His debts should have ruined him, but they merely ruined his tenants, impoverished the land, and made those driven to depend on him as beggarly as their master. The weight of this rottenness lay heaviest of all on the labouring poor, who stood undermost in the social scale. Poor farmers meant less labour, badly tilled soil, reduced wages, and the hinds became a picture of misery. All Ashbrook parish suffered for the sins of this sprig of the aristocracy. What of that! Are the sacred, priest-sanctioned, bishop-blessed rights of property to be interfered with because the people want bread? That would be contrary to all law and order, as established by these delicate perverters of the Hebrew Scriptures.

No; better far let the people starve; let the mortgages squeeze those who do not own; make the fair earth bestowed on man—to be cultivated, tended, and rendered fruitful—a waste howling desert, peopled by wild animals, for whose shooting, wealthy pelf-rakers from the centres of trade are ready to pay high rents. Next to our heaven-bestowed Poor Law, the Law of Entail, which binds the land to a name or a family, has been the greatest factor for evil in the national life of England. It has preserved our "institutions;" gives continuity to our history, men assert. Perish the people then, but hold fast to this sheet anchor. "It preserves scoundrels from justice, and the fate they have earned," by reformers. What of that? These men have the right to be abominable—you and I, the workers and the sweaters, the privilege only to bear their abominations.

It has always struck me, though, that the fetish machinery of the English Establishment is imperfect in one particular. While in actual fact all "lord" bishops, and most preachers therein, determinedly oppose whatsoever would emancipate the people from their bondage, the best of them never daring to strike boldly at the root of the evils that threaten England with extinction, that fill the land with misery, that huddle the bulk of our population into the fever dens of her cities—it has struck me, I say, that their liturgy is incomplete, almost hypocritical. A prayer like this should be inserted among the collects of the day, instead, say, of the collect for peace, which comes so ill from the lips of men whose ambition is usually to train some of their children as licensed men-slayers. Let the lawn-sleeved "lord" bishops look to it, then, and take this hint:—

"Sanctify might, O Lord, against right, and make it stronger and stronger. Bless iniquities in high places, and cause the hypocrisy of princes to be exalted in the eyes of the people. Protect the nobility and gentry in their harlotry, and let holiness be measured by the fineness of the garments. Grind the poor in their poverty, and cause them to pay that they owe not. And O Lord, we beseech Thee, suffer not the oppressed to have justice, lest they rise up against us and refuse to give us the tithes we have filched from the indignant.

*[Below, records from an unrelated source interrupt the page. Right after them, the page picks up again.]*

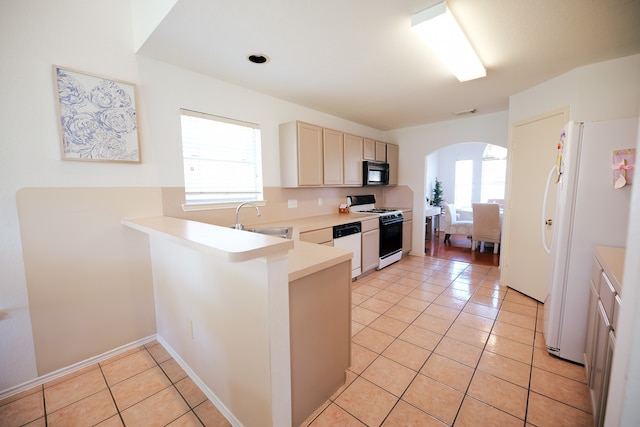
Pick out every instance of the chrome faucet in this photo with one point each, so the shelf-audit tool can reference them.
(239, 226)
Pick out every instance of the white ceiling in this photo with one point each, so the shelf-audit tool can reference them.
(360, 60)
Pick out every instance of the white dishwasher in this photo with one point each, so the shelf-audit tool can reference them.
(349, 236)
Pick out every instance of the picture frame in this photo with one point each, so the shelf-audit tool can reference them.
(97, 117)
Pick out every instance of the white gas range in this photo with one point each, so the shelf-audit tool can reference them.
(390, 245)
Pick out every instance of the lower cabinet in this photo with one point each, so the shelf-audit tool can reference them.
(407, 225)
(323, 236)
(370, 244)
(320, 330)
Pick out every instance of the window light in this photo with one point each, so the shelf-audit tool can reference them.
(439, 29)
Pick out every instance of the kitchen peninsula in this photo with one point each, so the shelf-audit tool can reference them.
(261, 323)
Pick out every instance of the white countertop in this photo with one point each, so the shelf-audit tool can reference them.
(234, 245)
(237, 246)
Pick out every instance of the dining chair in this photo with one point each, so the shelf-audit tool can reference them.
(486, 225)
(452, 225)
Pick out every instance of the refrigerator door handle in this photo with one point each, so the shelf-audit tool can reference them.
(547, 222)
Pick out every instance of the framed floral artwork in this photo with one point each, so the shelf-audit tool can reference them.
(97, 117)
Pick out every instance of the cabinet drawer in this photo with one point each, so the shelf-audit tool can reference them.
(370, 224)
(323, 235)
(596, 271)
(607, 295)
(617, 305)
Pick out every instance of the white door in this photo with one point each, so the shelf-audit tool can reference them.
(532, 154)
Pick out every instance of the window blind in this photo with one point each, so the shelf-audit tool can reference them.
(222, 159)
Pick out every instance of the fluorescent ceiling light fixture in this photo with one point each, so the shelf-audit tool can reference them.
(439, 29)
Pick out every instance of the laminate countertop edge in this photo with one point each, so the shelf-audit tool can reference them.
(237, 246)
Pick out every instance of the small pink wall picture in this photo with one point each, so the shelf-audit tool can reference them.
(623, 165)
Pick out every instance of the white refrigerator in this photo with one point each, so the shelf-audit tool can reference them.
(589, 212)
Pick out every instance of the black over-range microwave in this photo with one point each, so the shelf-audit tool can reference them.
(375, 173)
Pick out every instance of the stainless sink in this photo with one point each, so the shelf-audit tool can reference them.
(283, 232)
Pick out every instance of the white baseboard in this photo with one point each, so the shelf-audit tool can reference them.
(75, 367)
(111, 353)
(210, 395)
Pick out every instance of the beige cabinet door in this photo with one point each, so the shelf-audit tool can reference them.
(309, 154)
(532, 154)
(381, 151)
(370, 250)
(369, 149)
(333, 151)
(406, 236)
(393, 154)
(353, 160)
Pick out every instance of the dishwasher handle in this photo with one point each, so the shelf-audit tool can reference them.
(344, 230)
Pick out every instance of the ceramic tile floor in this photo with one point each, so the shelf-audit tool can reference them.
(438, 342)
(141, 387)
(435, 342)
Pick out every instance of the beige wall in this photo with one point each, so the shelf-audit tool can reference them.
(88, 277)
(277, 207)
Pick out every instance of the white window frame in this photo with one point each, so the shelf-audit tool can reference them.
(494, 173)
(210, 162)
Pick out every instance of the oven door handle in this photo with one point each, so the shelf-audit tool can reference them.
(391, 221)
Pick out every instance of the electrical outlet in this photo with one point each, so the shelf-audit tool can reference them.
(189, 328)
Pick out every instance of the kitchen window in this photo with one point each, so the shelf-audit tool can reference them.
(222, 161)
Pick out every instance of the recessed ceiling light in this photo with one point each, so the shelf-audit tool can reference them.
(258, 58)
(470, 111)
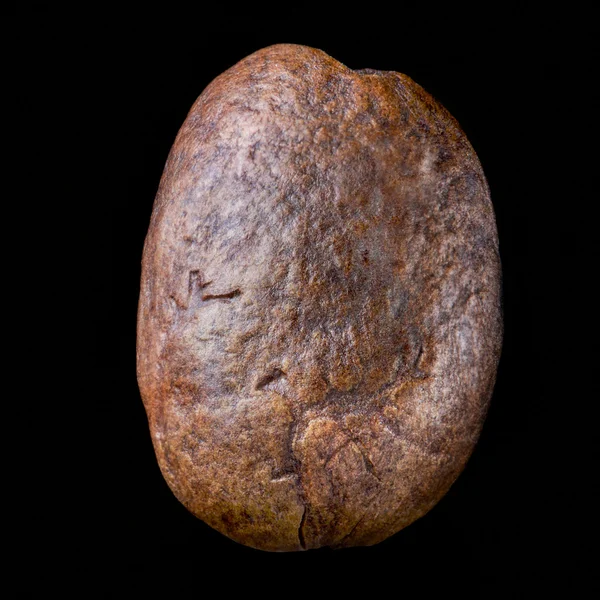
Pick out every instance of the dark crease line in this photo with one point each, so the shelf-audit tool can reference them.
(227, 296)
(301, 537)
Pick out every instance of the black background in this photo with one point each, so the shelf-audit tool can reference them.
(515, 522)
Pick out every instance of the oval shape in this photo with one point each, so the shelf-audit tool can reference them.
(319, 323)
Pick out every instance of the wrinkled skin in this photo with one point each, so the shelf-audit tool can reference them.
(319, 322)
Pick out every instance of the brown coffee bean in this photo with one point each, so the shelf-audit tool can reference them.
(319, 321)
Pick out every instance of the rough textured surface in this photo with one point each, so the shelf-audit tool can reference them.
(319, 322)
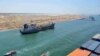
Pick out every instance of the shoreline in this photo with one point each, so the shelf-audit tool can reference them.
(3, 30)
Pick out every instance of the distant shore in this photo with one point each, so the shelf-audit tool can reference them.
(14, 21)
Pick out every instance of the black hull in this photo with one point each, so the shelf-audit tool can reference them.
(38, 29)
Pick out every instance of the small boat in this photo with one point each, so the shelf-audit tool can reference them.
(28, 29)
(11, 53)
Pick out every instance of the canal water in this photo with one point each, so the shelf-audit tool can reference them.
(58, 42)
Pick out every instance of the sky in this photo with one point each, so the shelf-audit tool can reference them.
(50, 6)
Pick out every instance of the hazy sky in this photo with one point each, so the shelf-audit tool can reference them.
(50, 6)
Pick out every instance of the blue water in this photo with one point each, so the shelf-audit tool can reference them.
(58, 42)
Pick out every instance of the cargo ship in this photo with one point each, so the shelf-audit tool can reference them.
(89, 48)
(33, 28)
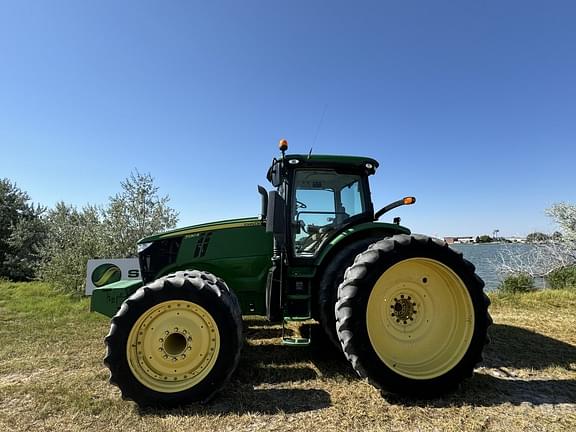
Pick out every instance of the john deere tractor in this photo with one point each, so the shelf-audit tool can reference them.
(408, 312)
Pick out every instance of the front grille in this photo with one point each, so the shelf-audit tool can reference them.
(157, 256)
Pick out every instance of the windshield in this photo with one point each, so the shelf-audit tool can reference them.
(323, 201)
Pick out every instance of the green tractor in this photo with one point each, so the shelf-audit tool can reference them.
(408, 312)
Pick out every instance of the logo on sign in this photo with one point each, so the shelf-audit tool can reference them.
(105, 274)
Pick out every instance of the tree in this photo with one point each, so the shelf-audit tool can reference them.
(74, 237)
(22, 232)
(136, 212)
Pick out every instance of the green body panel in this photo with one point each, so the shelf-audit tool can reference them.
(212, 226)
(107, 299)
(238, 254)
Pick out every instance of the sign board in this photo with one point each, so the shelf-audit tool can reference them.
(102, 272)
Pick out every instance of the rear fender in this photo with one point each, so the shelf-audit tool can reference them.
(369, 229)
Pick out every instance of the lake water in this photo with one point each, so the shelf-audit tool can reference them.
(484, 256)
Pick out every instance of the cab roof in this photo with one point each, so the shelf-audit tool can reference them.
(332, 160)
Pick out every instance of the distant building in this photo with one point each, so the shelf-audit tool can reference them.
(515, 239)
(464, 239)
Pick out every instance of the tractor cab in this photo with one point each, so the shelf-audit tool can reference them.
(319, 201)
(318, 197)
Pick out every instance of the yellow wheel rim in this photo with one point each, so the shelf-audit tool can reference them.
(420, 318)
(173, 346)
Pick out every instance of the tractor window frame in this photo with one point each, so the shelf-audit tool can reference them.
(366, 212)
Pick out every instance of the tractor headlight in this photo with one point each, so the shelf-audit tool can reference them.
(143, 246)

These things do, O Lord, and our lips shall praise Thee."

If you will honestly pray thus, serene "lord" bishops, much-wrangling, gorgeously-embroidered deans, vicars, and incumbents, you will earn the respect of honest men. Whatever you do, I beseech you go not on as you do now, lest the people should one day act. They think not a little even now.

Fare ye well, then, Cecil Wiseman, sham soldier, horse racer, blasphemer, drunkard, seducer, sot, farewell! The upper world "society" protects you, the Church shields you, nay, the priest must e'en bow when you abduct his daughter, and the very Jews themselves, wholesome scourge of your class though they be, cannot utterly ruin you—here. Go your ways—I leave you to God. What witness, think you, will that diseased body, that bloated face and hang-dog look of yours, bear against you in the judgment? In that day your very victims may pity you.